Tail Waggers Recovered Animals from Puerto Rico in Aftermath of Hurricane Maria
By David Veselenak and David Veselenak, Hometown Life
Tail Waggers 1990 in Livonia recently brought back several animals from Puerto Rico, which continues to recover from Hurricane Maria. These animals are up for adoption or fostering at the Livonia non-profit.
It was a fast 72 hours last weekend for Laura Zain and several members of Tailwaggers 1990.
The Livonia resident and CEO of the pet nonprofit at 28422 Five Mile made a split-second decision to help find homes for several cats and dogs that had been housed in shelters after Hurricane Maria rocked Puerto Rico earlier this fall.
She returned last weekend with nearly two dozen animals and hopes several members of the community can help by adopting or fostering some of them.
“We need to move them out of here fast, because we’re not a holding facility,” Zain said. “We had some foster people lined up, but they have fallen through.
“We urgently want to find them homes.”
Zain met with one of her rescue colleagues she met when they went to Texas this fall to help with Hurricane Harvey relief efforts. They went to Florida and met at an airport to meet a private plane coming in from San Juan.
“This was the ninth flight coming in from Puerto Rico bringing animals,” she said. “It’s the plane with just one passenger and then crates (of animals).”
The group from Livonia brought back 18 cats and seven dogs, all from Puerto Rico, an island that continues to recover from the devastating hurricane that struck in late September. The hurricane left at least 55 dead on the island and more than 120 dead across several Caribbean islands.

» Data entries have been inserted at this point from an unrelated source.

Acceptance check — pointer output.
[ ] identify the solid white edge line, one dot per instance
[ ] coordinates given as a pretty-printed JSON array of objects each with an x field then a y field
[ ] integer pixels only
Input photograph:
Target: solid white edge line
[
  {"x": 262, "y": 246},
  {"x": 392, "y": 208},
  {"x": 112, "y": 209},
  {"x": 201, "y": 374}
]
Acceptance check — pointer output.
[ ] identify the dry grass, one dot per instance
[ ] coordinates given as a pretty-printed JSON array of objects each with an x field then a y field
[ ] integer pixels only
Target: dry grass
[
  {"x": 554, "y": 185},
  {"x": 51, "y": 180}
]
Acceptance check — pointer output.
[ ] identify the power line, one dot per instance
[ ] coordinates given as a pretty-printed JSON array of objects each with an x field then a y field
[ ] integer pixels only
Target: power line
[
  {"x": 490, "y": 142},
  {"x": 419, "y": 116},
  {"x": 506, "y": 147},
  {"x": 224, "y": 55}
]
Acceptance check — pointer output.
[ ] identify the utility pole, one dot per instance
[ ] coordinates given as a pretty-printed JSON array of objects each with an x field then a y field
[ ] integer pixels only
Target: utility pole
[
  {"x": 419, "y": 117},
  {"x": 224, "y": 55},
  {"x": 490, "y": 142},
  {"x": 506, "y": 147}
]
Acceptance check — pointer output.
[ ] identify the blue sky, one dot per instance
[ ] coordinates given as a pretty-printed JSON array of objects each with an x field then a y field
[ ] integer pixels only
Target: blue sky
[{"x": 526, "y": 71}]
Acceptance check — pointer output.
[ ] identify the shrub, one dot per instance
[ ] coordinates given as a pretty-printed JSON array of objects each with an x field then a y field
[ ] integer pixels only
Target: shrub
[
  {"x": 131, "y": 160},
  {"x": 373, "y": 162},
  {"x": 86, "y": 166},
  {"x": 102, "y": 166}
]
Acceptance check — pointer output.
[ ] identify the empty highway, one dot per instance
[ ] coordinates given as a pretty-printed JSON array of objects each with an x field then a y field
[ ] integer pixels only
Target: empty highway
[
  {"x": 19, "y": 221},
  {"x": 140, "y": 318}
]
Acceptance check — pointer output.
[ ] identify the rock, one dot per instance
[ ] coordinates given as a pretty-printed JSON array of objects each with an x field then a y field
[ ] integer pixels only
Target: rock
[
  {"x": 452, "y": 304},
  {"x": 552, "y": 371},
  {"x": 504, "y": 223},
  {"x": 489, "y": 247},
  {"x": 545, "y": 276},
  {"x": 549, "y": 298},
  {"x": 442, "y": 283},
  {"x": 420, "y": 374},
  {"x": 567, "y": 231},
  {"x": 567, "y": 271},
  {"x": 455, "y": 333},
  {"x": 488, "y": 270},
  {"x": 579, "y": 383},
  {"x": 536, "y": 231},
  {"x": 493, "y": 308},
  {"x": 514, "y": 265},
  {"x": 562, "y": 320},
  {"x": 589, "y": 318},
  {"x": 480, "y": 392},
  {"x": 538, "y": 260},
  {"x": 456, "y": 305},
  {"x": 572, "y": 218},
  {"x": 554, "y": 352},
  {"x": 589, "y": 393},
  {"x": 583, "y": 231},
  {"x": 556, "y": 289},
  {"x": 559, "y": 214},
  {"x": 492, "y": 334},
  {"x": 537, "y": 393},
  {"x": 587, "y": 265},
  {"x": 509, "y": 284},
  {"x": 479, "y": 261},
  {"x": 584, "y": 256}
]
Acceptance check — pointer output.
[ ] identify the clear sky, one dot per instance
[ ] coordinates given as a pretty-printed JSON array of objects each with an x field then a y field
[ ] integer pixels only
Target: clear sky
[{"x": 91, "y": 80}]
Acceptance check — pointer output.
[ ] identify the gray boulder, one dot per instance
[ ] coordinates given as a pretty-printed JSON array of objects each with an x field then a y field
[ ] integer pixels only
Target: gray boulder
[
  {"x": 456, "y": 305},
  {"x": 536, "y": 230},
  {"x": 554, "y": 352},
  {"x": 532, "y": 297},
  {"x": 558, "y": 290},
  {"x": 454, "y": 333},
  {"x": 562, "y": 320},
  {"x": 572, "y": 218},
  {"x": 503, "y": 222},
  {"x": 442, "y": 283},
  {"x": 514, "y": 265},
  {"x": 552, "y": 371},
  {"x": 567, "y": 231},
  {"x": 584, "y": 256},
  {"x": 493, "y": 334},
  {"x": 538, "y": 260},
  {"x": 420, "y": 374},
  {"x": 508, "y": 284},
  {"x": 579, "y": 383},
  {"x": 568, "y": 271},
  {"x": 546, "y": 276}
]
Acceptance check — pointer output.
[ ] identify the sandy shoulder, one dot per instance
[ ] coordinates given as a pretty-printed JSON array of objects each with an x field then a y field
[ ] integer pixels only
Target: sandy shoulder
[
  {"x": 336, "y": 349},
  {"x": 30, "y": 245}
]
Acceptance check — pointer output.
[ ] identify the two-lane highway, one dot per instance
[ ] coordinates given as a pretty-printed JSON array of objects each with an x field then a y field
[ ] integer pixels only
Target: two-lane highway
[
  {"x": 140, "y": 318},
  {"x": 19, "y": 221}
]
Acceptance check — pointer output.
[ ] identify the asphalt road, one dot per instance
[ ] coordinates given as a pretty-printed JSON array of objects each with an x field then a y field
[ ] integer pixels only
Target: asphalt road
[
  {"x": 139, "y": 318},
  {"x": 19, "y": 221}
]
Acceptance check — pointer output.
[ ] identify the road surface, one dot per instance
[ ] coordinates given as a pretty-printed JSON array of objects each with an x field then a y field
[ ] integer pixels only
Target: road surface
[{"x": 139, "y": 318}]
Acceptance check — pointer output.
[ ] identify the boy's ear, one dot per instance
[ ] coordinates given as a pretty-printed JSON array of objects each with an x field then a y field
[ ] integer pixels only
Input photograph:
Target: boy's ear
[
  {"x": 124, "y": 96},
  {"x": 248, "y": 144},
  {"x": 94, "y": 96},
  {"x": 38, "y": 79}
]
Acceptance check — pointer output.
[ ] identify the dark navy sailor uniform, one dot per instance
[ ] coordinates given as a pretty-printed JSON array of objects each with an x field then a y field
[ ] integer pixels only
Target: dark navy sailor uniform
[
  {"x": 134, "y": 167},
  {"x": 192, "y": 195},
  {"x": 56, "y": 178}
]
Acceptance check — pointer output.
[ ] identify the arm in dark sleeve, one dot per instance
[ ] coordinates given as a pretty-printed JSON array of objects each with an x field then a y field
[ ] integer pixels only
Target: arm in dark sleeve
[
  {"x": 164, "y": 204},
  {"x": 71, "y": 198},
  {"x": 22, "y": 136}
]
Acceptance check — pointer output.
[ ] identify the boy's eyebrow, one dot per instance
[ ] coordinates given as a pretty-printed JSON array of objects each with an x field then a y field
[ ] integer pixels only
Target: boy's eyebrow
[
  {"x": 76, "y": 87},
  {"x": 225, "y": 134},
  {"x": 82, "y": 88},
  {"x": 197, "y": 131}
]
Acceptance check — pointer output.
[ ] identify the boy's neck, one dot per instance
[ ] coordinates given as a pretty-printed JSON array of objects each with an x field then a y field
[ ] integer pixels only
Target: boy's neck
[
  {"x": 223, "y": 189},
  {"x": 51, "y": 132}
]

The clinic began vaccinating the animals, mostly cats, this past week and hopes there are members of the community that can adopt or take them in for a short time while permanent homes are found. Some dogs were handed off to a shelter in Grand Rapids, but Tailwaggers was a makeshift, emergency shelter for more than a dozen cats this past week.
Zain said there wasn’t a lot of documentation that came with the animals and what little did come was in Spanish. No records came with the cats that arrived.